Lyrkenparmew gesticulated sharp irony. “If it was attention they were seeking, they more than achieved their objective. But not for the reasons you might think.” Emphasizing the importance of what he was about to say, he switched seamlessly to speaking in High Thranx. “Fan’l Anju, this has been an eventful succession of correlative time-parts. It seems that elements of the very same renegade clan that attacked you and Haflunormet at the Retreat of Xer!kex planned to disrupt this fair, setting off bombs and shooting visitors indiscriminately. By coincidence, the identical notion appears to have appealed to a group of similarly xenophobic humans who call themselves
the Preservers
.” He gestured confusion. “I am always astonished at the organizations and individuals formed to promote destruction who identify themselves with names like
Preserver
, or
Savior
, or
Rescuer
, and the like.

“Unaware at first of each other’s existence and aims, these two groups apparently learned of their parallel intentions and presence sometime before attempting to carry them out. The scheme propounded by the human group was particularly insidious.” He leaned toward her, bowing slightly from his thorax.

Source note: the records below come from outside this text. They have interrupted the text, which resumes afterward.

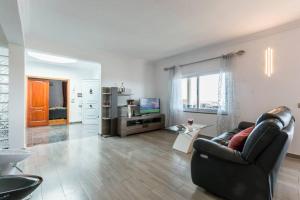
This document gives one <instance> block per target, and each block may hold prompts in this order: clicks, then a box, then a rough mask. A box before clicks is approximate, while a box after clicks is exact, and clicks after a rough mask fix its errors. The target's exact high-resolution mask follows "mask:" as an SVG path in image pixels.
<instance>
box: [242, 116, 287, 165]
mask: <svg viewBox="0 0 300 200" xmlns="http://www.w3.org/2000/svg"><path fill="white" fill-rule="evenodd" d="M281 128H282V123H281V122H280V121H279V120H278V119H267V120H264V121H262V122H260V123H259V124H257V125H256V126H255V128H254V130H253V131H252V132H251V134H250V135H249V137H248V138H247V140H246V143H245V146H244V149H243V151H242V157H243V158H244V159H245V160H247V161H249V162H253V161H254V160H255V159H256V157H257V156H258V155H259V154H260V153H262V152H263V151H264V149H266V148H267V147H268V145H270V144H271V143H272V141H273V139H274V138H275V137H276V136H277V135H279V134H280V133H281V132H280V131H281Z"/></svg>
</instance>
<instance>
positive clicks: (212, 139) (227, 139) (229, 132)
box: [212, 129, 241, 146]
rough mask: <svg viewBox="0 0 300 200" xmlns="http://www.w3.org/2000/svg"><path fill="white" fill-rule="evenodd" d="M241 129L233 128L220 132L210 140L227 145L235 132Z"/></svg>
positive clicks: (226, 145) (217, 142)
mask: <svg viewBox="0 0 300 200" xmlns="http://www.w3.org/2000/svg"><path fill="white" fill-rule="evenodd" d="M240 131H241V130H240V129H234V130H232V131H228V132H225V133H222V134H221V135H219V136H217V137H214V138H213V139H212V141H214V142H216V143H219V144H221V145H224V146H228V143H229V141H230V139H231V138H232V137H233V136H234V135H235V134H237V133H239V132H240Z"/></svg>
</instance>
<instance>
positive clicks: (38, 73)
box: [25, 62, 100, 122]
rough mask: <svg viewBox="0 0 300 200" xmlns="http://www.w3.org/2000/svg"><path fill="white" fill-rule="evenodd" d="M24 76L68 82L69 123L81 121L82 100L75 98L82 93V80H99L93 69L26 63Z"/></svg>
mask: <svg viewBox="0 0 300 200" xmlns="http://www.w3.org/2000/svg"><path fill="white" fill-rule="evenodd" d="M99 67H100V65H99ZM25 74H26V76H38V77H50V78H61V79H69V80H70V94H69V96H70V98H69V105H70V122H80V121H81V119H82V118H81V116H82V111H81V107H79V105H81V103H82V102H81V99H82V98H78V97H77V93H81V92H82V87H81V86H82V80H84V79H99V71H98V69H95V68H91V67H86V68H84V66H82V68H75V67H70V66H61V65H55V64H48V63H39V62H27V63H26V67H25Z"/></svg>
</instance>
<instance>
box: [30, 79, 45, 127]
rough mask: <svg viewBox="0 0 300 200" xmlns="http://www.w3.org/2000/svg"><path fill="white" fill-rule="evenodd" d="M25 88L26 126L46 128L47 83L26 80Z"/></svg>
mask: <svg viewBox="0 0 300 200" xmlns="http://www.w3.org/2000/svg"><path fill="white" fill-rule="evenodd" d="M27 87H28V89H27V126H28V127H33V126H47V125H48V124H49V81H48V80H42V79H28V85H27Z"/></svg>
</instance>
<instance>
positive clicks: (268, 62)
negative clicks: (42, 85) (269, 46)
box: [265, 47, 273, 77]
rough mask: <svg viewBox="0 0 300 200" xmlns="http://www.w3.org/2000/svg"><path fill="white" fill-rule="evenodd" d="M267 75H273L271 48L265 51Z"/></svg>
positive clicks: (272, 66)
mask: <svg viewBox="0 0 300 200" xmlns="http://www.w3.org/2000/svg"><path fill="white" fill-rule="evenodd" d="M265 74H266V75H267V76H268V77H271V75H272V74H273V49H272V48H270V47H269V48H267V49H266V51H265Z"/></svg>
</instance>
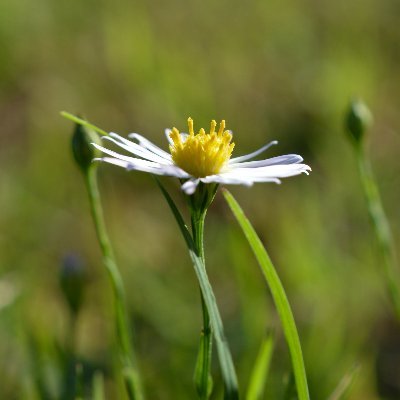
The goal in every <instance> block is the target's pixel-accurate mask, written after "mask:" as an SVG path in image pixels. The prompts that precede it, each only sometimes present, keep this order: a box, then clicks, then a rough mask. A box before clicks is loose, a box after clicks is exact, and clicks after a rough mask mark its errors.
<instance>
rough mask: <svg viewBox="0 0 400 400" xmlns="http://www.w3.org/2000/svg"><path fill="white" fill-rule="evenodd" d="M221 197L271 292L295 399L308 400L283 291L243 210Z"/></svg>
mask: <svg viewBox="0 0 400 400" xmlns="http://www.w3.org/2000/svg"><path fill="white" fill-rule="evenodd" d="M223 194H224V196H225V200H226V201H227V203H228V205H229V207H230V209H231V210H232V212H233V214H234V216H235V218H236V219H237V221H238V223H239V225H240V227H241V228H242V230H243V233H244V234H245V236H246V238H247V240H248V242H249V244H250V247H251V248H252V250H253V252H254V255H255V256H256V259H257V261H258V263H259V264H260V267H261V270H262V272H263V274H264V277H265V279H266V281H267V284H268V286H269V288H270V290H271V294H272V297H273V299H274V303H275V306H276V309H277V312H278V315H279V318H280V320H281V323H282V327H283V332H284V334H285V338H286V341H287V344H288V347H289V351H290V356H291V359H292V366H293V372H294V376H295V381H296V388H297V394H298V396H299V399H300V400H309V398H310V397H309V392H308V385H307V377H306V369H305V366H304V360H303V354H302V350H301V345H300V339H299V335H298V332H297V328H296V323H295V321H294V317H293V313H292V310H291V308H290V304H289V301H288V299H287V296H286V293H285V290H284V288H283V286H282V283H281V281H280V279H279V276H278V274H277V273H276V271H275V268H274V266H273V264H272V262H271V259H270V258H269V256H268V254H267V252H266V250H265V248H264V246H263V244H262V242H261V240H260V238H259V237H258V236H257V233H256V232H255V230H254V228H253V227H252V225H251V223H250V222H249V220H248V219H247V218H246V216H245V215H244V213H243V210H242V209H241V208H240V206H239V204H238V203H237V202H236V200H235V199H234V197H233V196H232V194H231V193H229V192H228V191H227V190H226V189H224V190H223Z"/></svg>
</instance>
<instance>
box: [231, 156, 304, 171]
mask: <svg viewBox="0 0 400 400" xmlns="http://www.w3.org/2000/svg"><path fill="white" fill-rule="evenodd" d="M302 161H303V157H301V156H299V155H297V154H287V155H284V156H279V157H272V158H267V159H266V160H259V161H248V162H237V163H230V164H229V167H228V168H259V167H266V166H268V165H282V164H297V163H301V162H302Z"/></svg>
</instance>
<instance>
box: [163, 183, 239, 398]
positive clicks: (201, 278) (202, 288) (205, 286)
mask: <svg viewBox="0 0 400 400" xmlns="http://www.w3.org/2000/svg"><path fill="white" fill-rule="evenodd" d="M156 181H157V184H158V186H159V188H160V189H161V192H162V194H163V195H164V197H165V199H166V201H167V203H168V205H169V207H170V209H171V211H172V213H173V215H174V217H175V219H176V222H177V223H178V226H179V228H180V230H181V233H182V235H183V237H184V239H185V242H186V245H187V247H188V250H189V255H190V258H191V259H192V262H193V266H194V269H195V272H196V275H197V279H198V281H199V285H200V289H201V292H202V294H203V298H204V302H205V304H206V306H207V309H208V313H209V316H210V322H211V327H212V331H213V334H214V338H215V343H216V347H217V353H218V358H219V363H220V367H221V372H222V377H223V380H224V386H225V396H224V398H225V399H229V400H231V399H232V400H237V399H238V398H239V391H238V383H237V378H236V372H235V367H234V365H233V360H232V355H231V353H230V350H229V346H228V342H227V340H226V338H225V333H224V329H223V324H222V319H221V316H220V314H219V310H218V306H217V302H216V300H215V296H214V293H213V290H212V288H211V285H210V282H209V280H208V276H207V273H206V270H205V267H204V263H203V261H202V259H201V256H200V255H199V254H198V252H196V249H195V245H194V242H193V239H192V237H191V235H190V233H189V230H188V227H187V226H186V225H185V222H184V220H183V217H182V215H181V213H180V212H179V210H178V208H177V206H176V205H175V203H174V201H173V200H172V198H171V196H170V195H169V193H168V192H167V191H166V189H165V188H164V187H163V186H162V184H161V183H160V182H159V181H158V180H156Z"/></svg>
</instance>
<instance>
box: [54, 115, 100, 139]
mask: <svg viewBox="0 0 400 400" xmlns="http://www.w3.org/2000/svg"><path fill="white" fill-rule="evenodd" d="M60 114H61V115H62V116H63V117H64V118H67V119H69V120H70V121H73V122H75V123H77V124H79V125H83V126H86V127H87V128H90V129H93V130H94V131H95V132H97V133H98V134H100V135H102V136H105V135H108V133H107V132H106V131H104V130H103V129H101V128H99V127H98V126H96V125H93V124H91V123H90V122H89V121H86V120H85V119H82V118H79V117H77V116H75V115H73V114H71V113H69V112H67V111H61V112H60Z"/></svg>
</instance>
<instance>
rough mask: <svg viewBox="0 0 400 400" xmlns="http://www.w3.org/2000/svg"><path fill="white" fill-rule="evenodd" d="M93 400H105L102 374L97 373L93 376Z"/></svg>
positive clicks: (103, 381) (102, 376)
mask: <svg viewBox="0 0 400 400" xmlns="http://www.w3.org/2000/svg"><path fill="white" fill-rule="evenodd" d="M92 385H93V400H105V398H106V396H105V394H104V376H103V373H102V372H100V371H97V372H96V373H95V374H94V376H93V381H92Z"/></svg>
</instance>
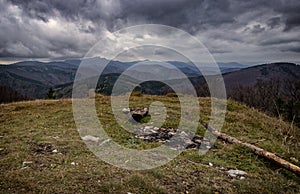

“That both of these antisocial organizations were found out and reported just in time for the domestic patrollers to prevent widespread disaster was due to the good work and intervention of a pair of theologians, or padres as they call themselves, who notified the local authorities. As a consequence, many hundreds of lives were saved and a diplomatic disaster was averted.” Lyrkenparmew executed a gesture involving his entire upper body that Fanielle recognized as indicative of extreme regret. “Unfortunately, both of these heroic ecclesiastics perished in the course of the operation.”

“That’s too bad,” she remarked sincerely.

“For them, yes. And personally, I would prefer they had survived.” He straightened. “But since they did not, their unintentional sacrifice, combined with the debacle on Comagrave that has been ascribed to the AAnn, presents us with an exceptional opportunity.”

She rested her hands in her lap. “I don’t follow you, Lyrkenparmew.”

Compound eyes glittered in the sun as the envoy drew his protective warming garments tighter around him. “One of these ill-starred padres was thranx. His companion was human. Don’t you see? Thranx and human give their lives to save humans and thranx.” He gestured first-degree significance. “The cause of unification has, inadvertently, acquired its first martyrs.”

She considered the possibilities. They were striking. “Did they intend to become martyrs, these two?”

“Most probably not, but it will not matter to the general media that serve both our kind. Among humans, they will be remembered as having given their lives to save babies and innocents. Among my people, they will be thought of as two brave soldiers who sacrificed their bodies to seal a critical opening into a vulnerable burrow. It comes to the same thing. A report filed by two human patrollers who barely survived the final encounter corroborates the details of the matter.” He gestured diffidently.

“The fringe belief system to which this pair belonged calls itself the United Church. A grandiose appellation,
crrk!k,
for so modest an organization—though I am told it is gaining adherents at a surprisingly rapid rate. Despite the fact that the sacrifice of their two disciples on Dawn will bring them a considerable amount of beneficial publicity, the leaders of this religious order interestingly want nothing to do with the promoting of it. They are sorry for the death of two of their own, but their doctrine apparently does not believe in or sanction the concept of martyrdom. They say there is no future in it.